Vale la pena traer a colación un comentario de Javier sobre el sistema pastoril. Para él, en este sistema, los sujetos en su pequenez construyen sociedad, una sociedad distinta, autónoma por la domesticación de las chivas y al margen del capitalismo. Y es tal aseveración la que vuelve a motivar el querer conocer tales sociedades e indagar si la tan anhelada autonomía que persiguen muchos pueblos, aquí es posible.
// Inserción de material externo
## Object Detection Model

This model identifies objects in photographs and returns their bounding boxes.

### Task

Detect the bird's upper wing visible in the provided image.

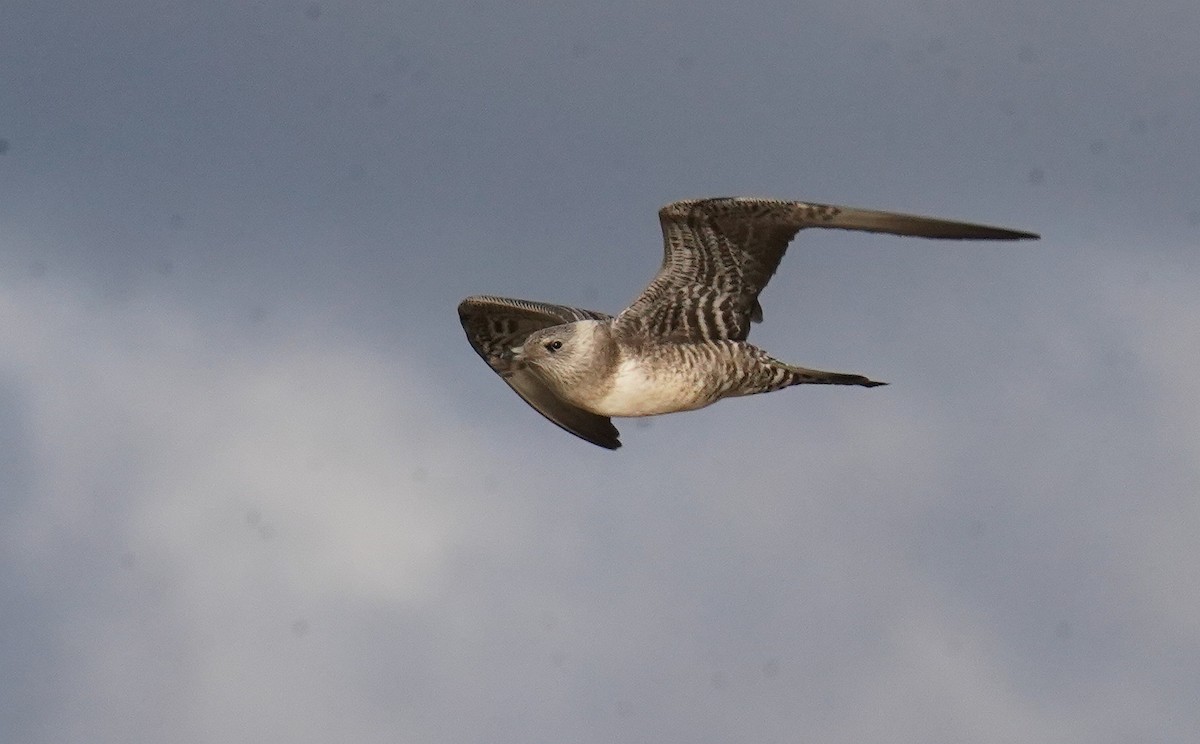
[616,197,1038,341]
[458,296,620,450]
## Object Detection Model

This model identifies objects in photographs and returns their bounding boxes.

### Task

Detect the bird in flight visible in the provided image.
[458,197,1038,450]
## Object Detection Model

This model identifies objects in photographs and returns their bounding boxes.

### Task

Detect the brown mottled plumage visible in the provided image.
[458,197,1038,449]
Más podría decirse al respecto, el texto de Javier suscita preguntas y a veces, viendo el efecto avasallante del capitalismo, le hace a uno dudar si ello es posible y si realmente el sistema pastoril de propiedad colectiva o social se relaciona con la autonomía en resistencia. ¿Es una realidad lo que se dice o un espejismo que motiva al autor ver en un sistema pastoril un oasis de esperanza?
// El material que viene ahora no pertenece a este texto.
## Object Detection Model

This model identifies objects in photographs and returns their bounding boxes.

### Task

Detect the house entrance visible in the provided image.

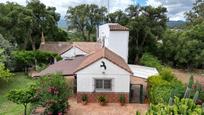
[129,84,144,103]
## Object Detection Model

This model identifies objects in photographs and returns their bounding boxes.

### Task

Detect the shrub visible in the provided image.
[98,96,107,105]
[140,53,163,71]
[147,69,184,104]
[35,74,70,114]
[7,86,37,115]
[160,67,176,81]
[119,95,126,105]
[81,95,88,104]
[146,97,204,115]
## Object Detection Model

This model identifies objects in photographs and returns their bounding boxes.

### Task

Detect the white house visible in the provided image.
[76,48,132,102]
[97,23,129,62]
[34,23,155,102]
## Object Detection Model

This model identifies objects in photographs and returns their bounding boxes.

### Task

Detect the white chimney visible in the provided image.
[98,23,129,62]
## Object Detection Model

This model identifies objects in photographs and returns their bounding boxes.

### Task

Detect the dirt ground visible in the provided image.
[67,98,148,115]
[173,69,204,84]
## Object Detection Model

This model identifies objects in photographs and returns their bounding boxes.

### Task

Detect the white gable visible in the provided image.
[61,47,87,59]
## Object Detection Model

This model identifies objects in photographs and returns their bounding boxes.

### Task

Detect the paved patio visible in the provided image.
[67,98,148,115]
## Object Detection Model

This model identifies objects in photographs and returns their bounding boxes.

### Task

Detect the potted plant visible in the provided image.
[98,96,107,106]
[119,95,125,106]
[81,95,88,105]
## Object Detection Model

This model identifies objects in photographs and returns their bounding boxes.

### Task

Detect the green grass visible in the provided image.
[0,73,34,115]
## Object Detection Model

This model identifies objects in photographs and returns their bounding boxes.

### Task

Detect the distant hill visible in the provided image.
[167,20,186,28]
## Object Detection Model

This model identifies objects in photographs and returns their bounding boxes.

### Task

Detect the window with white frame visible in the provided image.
[95,79,112,90]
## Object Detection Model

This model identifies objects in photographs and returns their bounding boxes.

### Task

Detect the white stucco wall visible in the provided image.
[106,31,129,62]
[97,24,110,44]
[61,47,87,59]
[76,59,130,92]
[98,24,129,62]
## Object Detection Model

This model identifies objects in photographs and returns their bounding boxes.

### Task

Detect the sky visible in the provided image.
[0,0,194,21]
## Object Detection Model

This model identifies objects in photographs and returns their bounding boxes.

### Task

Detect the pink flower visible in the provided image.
[47,88,52,93]
[54,91,59,95]
[47,111,52,115]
Dejo para el final el excelente prólogo realizado a la obra por Pedro Tomé Martín en el que inicia su texto señalando “Atrapados como estamos en un tiempo que parece acelerarse continuamente, en el que nuestra vida es un ’no parar’, un ’ir de aquí para allá’, pocas veces nos detenemos a pensar que los desplazamientos son inherentes a nuestro convivir” (p. 9). Así, para el autor del prólogo, los pastores trashumantes del altiplano son los constructores de sus propios tiempos y espacios que convergen y trasponen un mundo en el que sus prácticas, de antaño realizadas, se mantienen todavía en el México del siglo XXI. Agrego asimismo las palabras del texto de Ignacio Betancourt, mismo en que apunta: “Es sabido que la expresión oral puede existir sin ninguna escritura, pero nunca ha habido escritura sin oralidad, de ahí la importancia de lo hablado, pues en múltiples contextos una conversación se vuelve ideal para el conocimiento de los más diversos asuntos” (p. 173). Y si la conversación de nuestros autores fue la base para escribir este texto, también el lector encuentra que además de la oralidad traducida en escritura hay otros recursos que nos permiten también seguir el sendero, que a lo largo de la historia y lo ancho de ese gran espacio que es el altiplano potosino, realizan las cabras, como son la imagen y el registro meticuloso de los elementos sociales y naturales vertidos en números, gráficas, mapas y una muy buena selección de fotos que, sin estar uno ahí, permiten ver esos paisajes, las viviendas trashumantes, los rostros de esas mujeres, hombres, niños, a los diablos, ermitaño, pastores y otros actores de las pastorelas, de esas cabras, protagonistas sin duda de eso que llaman sistema pastoril, a las que se ordeña y sacrifica después. Las imágenes permiten ver asimismo el trabajo familiar, las reuniones para recuperar la tierra y a Don Juan, el cabrero con el que Betancourt dialoga y cuya imagen con su sombrero redondo y su vara, montado sobre su burro le recuerda y nos recuerda a Sancho Panza. El cabrero que con sus recuerdos nos muestra una faceta más de ese mundo y sistema pastoril que podemos aprehender gracias a esta obra. Felicidades a Isabel Mora por entregarnos este libro que sin duda contribuirá a tener un acercamiento a las culturas del desierto.